To the uninitiated or the less disciplined, I am sure this policy seems rigid and overwrought. After all, what difference does it make if the drinks come by hand rather than on a tray, or if the steak knife shows up a few seconds after the dinner does? A small tear in a tablecloth probably won't even be noticed, and not having a lighter for a birthday candle is no big deal when everyone else carries one, right? Actually these mercurial little things, and there are thousands of them, are often the difference between a 10-year anniversary and an "everything must go" auction. When dinner for two can cost more than what most people paid in rent for their first apartment, everything matters. Getting a steak on a plate and down someon's gullet does not constitute success for us--we need to transport people to The Land of Steak and Wine, and we have to take them there first class and bring them back spent and dying for a return trip.
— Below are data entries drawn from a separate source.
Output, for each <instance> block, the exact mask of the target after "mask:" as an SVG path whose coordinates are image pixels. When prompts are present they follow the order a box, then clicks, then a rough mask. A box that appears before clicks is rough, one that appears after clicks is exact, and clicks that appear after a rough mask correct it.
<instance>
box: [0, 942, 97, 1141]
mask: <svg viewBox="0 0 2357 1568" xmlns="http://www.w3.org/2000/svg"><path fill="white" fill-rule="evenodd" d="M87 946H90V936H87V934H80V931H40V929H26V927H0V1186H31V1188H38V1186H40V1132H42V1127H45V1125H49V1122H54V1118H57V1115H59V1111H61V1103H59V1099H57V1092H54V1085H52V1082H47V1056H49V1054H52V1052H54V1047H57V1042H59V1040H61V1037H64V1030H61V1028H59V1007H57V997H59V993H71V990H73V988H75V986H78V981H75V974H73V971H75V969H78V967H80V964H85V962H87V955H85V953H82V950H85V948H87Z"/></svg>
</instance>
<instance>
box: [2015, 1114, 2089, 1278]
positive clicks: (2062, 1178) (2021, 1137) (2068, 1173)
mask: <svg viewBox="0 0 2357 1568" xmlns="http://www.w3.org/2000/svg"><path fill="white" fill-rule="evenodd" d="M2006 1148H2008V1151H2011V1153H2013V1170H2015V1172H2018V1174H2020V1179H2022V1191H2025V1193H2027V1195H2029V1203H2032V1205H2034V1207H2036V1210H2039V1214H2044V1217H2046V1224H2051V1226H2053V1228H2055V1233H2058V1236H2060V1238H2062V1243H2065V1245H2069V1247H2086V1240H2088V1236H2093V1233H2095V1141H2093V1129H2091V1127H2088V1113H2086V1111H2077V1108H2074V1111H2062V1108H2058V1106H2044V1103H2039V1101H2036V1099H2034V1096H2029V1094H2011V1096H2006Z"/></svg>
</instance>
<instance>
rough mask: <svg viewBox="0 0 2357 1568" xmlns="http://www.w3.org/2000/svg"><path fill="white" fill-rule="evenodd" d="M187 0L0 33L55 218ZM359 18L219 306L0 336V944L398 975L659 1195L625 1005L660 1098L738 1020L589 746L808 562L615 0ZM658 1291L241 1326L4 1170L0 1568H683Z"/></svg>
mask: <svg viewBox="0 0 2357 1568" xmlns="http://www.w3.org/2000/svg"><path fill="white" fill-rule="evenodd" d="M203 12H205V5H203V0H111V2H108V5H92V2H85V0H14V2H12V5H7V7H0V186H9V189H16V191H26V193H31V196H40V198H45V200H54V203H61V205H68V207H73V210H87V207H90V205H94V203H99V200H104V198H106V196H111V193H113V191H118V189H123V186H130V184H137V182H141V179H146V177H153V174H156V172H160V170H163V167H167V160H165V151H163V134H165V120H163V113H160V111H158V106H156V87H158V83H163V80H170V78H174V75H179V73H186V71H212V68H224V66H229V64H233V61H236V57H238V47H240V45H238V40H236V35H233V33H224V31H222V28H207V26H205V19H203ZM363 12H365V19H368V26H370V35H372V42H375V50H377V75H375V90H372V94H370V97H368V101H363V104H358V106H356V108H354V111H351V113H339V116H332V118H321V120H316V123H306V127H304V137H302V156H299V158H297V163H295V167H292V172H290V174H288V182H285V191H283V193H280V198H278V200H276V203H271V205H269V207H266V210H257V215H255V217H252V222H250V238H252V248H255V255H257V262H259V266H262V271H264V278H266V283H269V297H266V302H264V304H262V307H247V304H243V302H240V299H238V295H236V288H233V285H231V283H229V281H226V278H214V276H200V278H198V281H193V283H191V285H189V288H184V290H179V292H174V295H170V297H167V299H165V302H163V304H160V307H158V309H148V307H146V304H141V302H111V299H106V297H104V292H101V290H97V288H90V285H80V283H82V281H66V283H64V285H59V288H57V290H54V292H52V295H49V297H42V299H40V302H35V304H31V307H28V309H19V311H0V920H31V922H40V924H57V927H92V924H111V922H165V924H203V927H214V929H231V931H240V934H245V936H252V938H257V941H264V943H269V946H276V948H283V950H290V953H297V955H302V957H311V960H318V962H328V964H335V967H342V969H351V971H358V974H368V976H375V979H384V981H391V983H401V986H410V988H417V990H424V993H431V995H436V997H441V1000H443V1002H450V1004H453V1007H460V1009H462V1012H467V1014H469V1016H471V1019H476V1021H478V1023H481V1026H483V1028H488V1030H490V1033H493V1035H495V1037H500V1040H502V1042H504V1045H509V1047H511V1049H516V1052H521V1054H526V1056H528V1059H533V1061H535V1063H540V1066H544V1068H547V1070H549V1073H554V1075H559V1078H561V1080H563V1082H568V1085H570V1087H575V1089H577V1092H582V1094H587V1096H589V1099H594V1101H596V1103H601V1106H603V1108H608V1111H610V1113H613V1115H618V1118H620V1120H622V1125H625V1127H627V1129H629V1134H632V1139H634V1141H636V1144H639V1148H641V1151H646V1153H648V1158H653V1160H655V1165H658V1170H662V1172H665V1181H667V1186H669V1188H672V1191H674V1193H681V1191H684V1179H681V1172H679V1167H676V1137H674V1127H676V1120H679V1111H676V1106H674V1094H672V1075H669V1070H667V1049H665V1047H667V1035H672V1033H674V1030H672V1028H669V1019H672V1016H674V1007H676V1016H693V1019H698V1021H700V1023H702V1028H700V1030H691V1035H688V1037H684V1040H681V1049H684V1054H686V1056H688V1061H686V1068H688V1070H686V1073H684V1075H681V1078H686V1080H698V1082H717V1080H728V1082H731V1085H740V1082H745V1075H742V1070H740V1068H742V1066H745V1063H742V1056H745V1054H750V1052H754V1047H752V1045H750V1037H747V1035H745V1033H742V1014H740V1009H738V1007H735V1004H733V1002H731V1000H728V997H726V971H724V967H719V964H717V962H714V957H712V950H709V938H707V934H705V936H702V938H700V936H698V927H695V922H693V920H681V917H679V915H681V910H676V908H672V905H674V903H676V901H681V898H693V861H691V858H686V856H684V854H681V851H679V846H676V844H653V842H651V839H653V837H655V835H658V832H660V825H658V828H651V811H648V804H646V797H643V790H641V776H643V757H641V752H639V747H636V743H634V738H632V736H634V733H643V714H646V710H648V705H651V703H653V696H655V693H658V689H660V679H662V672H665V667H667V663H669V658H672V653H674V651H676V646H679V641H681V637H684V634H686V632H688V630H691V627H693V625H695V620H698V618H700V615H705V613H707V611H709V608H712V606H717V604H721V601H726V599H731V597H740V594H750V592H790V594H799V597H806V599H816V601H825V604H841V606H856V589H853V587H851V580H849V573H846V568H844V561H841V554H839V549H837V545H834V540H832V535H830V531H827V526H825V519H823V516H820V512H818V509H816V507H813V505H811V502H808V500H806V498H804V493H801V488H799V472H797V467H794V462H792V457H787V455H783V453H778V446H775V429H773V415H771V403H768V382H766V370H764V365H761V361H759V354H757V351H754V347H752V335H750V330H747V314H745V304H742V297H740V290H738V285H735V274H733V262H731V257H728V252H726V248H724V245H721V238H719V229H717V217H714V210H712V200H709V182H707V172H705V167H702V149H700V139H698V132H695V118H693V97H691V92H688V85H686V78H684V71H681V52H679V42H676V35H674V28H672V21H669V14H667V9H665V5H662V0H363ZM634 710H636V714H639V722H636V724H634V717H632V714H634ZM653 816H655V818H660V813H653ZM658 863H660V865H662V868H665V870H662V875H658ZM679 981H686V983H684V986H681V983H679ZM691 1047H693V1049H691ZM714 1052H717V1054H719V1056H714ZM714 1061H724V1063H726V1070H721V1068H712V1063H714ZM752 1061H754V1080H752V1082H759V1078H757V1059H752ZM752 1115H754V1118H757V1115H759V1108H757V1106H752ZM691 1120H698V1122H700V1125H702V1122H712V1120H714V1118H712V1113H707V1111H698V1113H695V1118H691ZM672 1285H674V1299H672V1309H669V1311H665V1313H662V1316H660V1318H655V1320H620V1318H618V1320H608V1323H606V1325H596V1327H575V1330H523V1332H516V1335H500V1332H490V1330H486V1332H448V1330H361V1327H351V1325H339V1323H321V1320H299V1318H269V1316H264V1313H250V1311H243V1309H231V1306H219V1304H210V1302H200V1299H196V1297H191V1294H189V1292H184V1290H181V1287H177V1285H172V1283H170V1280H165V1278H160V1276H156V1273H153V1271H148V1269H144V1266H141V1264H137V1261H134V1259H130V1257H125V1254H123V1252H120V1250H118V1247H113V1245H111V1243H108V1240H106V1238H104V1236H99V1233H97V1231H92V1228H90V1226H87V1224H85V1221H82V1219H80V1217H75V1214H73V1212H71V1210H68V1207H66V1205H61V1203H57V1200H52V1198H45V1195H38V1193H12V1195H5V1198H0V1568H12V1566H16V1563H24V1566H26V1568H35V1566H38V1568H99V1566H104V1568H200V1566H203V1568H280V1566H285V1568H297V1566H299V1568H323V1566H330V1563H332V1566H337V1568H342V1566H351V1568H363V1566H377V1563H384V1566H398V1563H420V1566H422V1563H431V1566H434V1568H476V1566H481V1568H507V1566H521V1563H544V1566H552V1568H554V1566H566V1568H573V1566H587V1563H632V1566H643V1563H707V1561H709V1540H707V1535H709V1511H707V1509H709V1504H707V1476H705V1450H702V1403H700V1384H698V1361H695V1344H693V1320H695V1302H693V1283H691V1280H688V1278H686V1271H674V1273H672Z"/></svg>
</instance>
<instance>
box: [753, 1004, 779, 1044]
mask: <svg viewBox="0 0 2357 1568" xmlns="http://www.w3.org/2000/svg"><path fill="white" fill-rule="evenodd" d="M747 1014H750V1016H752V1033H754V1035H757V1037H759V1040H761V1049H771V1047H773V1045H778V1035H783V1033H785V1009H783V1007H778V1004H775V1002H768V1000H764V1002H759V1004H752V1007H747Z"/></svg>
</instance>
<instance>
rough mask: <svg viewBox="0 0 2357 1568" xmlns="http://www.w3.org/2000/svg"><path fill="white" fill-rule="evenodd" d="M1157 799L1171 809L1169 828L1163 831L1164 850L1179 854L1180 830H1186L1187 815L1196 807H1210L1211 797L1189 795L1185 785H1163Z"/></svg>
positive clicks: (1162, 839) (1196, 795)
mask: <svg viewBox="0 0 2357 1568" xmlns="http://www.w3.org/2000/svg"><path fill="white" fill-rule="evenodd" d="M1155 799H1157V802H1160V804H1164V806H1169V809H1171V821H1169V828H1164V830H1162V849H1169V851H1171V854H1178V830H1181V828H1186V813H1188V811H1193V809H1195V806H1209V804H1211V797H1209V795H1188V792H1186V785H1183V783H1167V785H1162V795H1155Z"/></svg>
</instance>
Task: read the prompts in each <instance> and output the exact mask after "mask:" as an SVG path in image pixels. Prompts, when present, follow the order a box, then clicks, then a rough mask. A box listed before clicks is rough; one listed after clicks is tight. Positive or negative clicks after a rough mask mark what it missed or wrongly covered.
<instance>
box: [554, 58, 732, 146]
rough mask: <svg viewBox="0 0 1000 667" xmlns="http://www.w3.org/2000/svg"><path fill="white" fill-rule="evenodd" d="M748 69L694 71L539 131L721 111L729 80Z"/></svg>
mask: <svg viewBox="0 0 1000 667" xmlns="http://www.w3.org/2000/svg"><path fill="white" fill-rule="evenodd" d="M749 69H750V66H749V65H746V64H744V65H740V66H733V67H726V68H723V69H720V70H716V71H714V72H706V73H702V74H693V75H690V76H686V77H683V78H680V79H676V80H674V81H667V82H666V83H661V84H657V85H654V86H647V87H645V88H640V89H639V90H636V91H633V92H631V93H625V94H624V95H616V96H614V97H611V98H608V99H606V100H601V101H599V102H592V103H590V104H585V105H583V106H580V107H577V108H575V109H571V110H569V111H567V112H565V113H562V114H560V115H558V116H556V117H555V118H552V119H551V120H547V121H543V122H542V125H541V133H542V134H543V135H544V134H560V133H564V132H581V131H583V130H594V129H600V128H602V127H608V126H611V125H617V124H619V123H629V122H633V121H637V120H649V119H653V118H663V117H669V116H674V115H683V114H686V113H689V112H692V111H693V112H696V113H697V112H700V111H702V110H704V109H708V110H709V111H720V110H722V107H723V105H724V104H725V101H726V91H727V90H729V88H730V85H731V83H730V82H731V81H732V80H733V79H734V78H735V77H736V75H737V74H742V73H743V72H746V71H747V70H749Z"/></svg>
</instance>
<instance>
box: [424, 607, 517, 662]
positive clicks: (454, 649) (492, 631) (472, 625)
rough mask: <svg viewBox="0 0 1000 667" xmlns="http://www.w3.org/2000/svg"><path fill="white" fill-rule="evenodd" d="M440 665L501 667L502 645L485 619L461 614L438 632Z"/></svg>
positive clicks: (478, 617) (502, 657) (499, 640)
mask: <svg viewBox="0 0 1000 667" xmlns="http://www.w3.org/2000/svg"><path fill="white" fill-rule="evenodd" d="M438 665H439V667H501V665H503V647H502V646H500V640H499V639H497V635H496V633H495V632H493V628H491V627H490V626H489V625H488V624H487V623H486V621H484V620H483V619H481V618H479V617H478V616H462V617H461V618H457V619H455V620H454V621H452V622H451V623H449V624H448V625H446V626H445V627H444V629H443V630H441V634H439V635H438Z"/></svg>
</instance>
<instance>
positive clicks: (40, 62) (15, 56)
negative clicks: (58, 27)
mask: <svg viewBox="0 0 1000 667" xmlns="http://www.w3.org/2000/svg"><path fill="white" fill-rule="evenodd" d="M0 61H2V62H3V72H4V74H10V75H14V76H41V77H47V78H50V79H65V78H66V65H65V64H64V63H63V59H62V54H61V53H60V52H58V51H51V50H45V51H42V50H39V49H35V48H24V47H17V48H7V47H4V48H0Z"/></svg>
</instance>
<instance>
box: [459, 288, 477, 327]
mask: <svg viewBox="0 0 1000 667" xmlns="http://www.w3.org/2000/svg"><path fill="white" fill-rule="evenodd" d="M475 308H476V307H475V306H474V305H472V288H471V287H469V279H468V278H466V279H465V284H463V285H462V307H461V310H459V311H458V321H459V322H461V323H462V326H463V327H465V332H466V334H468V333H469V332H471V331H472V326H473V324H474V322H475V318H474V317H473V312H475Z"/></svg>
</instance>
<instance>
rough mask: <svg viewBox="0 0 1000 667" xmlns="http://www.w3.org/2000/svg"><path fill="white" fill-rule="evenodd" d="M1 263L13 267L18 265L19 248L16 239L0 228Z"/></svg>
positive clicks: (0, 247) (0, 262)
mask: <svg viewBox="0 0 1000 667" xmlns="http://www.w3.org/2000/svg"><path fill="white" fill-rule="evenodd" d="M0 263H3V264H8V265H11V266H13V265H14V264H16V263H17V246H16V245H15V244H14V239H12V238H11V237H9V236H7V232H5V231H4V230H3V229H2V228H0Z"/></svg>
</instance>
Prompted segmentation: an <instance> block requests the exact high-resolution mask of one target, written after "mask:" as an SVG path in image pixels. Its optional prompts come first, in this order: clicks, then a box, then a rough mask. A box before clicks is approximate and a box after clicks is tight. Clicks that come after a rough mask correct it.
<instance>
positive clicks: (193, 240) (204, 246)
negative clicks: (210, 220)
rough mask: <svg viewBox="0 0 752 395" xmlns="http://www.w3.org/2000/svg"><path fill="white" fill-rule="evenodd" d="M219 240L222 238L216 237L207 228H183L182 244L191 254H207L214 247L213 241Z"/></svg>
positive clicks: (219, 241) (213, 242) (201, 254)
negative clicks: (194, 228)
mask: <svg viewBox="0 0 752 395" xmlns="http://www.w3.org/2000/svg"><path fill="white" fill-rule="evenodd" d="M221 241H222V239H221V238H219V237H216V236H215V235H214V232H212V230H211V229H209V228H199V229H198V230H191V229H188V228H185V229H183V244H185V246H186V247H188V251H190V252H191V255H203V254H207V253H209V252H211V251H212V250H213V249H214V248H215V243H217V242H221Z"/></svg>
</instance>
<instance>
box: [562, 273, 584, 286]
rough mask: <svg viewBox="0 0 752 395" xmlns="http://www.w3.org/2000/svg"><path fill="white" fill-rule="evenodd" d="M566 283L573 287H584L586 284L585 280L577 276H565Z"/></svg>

Knot your tie correctly, starch your shirt [and spend more than $12 on it while we're at it], press your pants, make sure your apron is black from pigment rather than grime. Shave, fix your hair, drop $8 on a dozen decent pens and carry more than one of them at a time. Have a crumber [we supply them for free] and use it often, not just at the end of the meal when the table looks like a field after the final game of the World Cup. Double-check you orders before you send them and then use a tray to deliver them. Clear empty glasses--they aren't trophies, they are debris. Bring bread, ask if the guest wants more, clear the empty plate if they do not. Pour water, refill it if necessary, do not be insulted or personally affronted if someone drinks alot of it while eating their $75 dollar lobster or enjoying their $12 cocktail. Know when your food is coming up--and I DO NOT GIVE A SHIT if the kitchen forgot to beep you--you keep the time and you should know your food is ready. If you are buried, ask for help--there is plenty.
Do not lie to me, I will find out. We used to have a cocktail server who was the lounge trainer, and invariably her new charges would ask her about how to slide, how to scam, what corners to cut, where the back doors were, etc. Her answer was always the same, "You do what you want, but I play by the rules because in this restaurant all roads lead to 'Last One Home'". She meant that sooner or later, usually sooner, I will find out about everything.
There are no cliques here, no politics, no secret codes. All the policies are posted, all the guidelines well known. If you agree with them then stay, work hard, and be successful--one of the family. If you don't agree, let me know and we will part with respect and good feelings. Try to subvert me, and you will find yourself down the street offering someone their endless salad bowl or worrying that you don't have enough kitschy buttons for your suspenders. I am not that manager in the office dozing, or on the phone with his bookie--I am on the floor, constantly moving, like a shark.